Unknown attackers have compromised a package in the Python PyPI registry, injecting a malicious binary into it, the maintainers of the open source machine learning framework PyTorch are warning.
The compromised package is torchtriton, which is part of the Triton language and compiler which is used for writing custom deep-learning primitives.
PyTorch maintainers said the compromised dependency affected the nightly release of their code, but not the stable packages.
The compromised torchtriton dependency would gather system information such as nameservers, the logged in username, working directory and operating system environment variables.

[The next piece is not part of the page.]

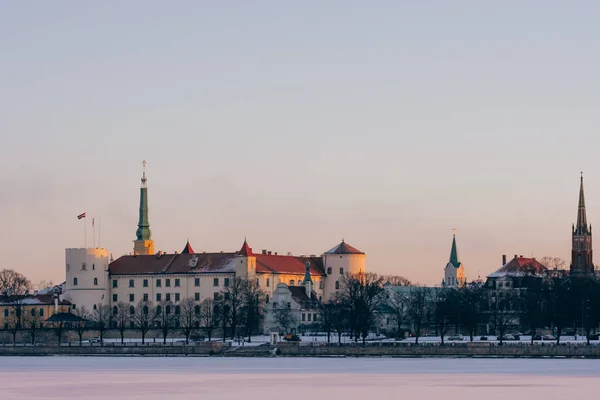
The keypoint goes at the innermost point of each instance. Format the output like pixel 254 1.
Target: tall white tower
pixel 87 278
pixel 343 259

It would also read system and files in the user's home directory, and upload the information to an attacker-controlled server via encrypted domain name system (DNS) queries.
Users who installed PyTorch-nightly between December 26 and December 31 Australian time are advised to uninstall the torch, torchvision, torchaudio and torchtriton packages, and use newer binaries instead.
The torchtriton package has been replaced as a dependency for PyTorch with pytorch-triton, and a dummy binary registered on PyPI to avoid a repeat of the issue.
According to security vendor Snyk, torchtriton package receives just over 2700 downloads a week on average, and is not considered to be a popular dependency.
PyTorch said it has contacted the PyPI the security team to get ownership of torchtriton and to delete the malicious version.
The PyPI registry has suffered several supply-chain attacks over the past few years, with malicious code injection.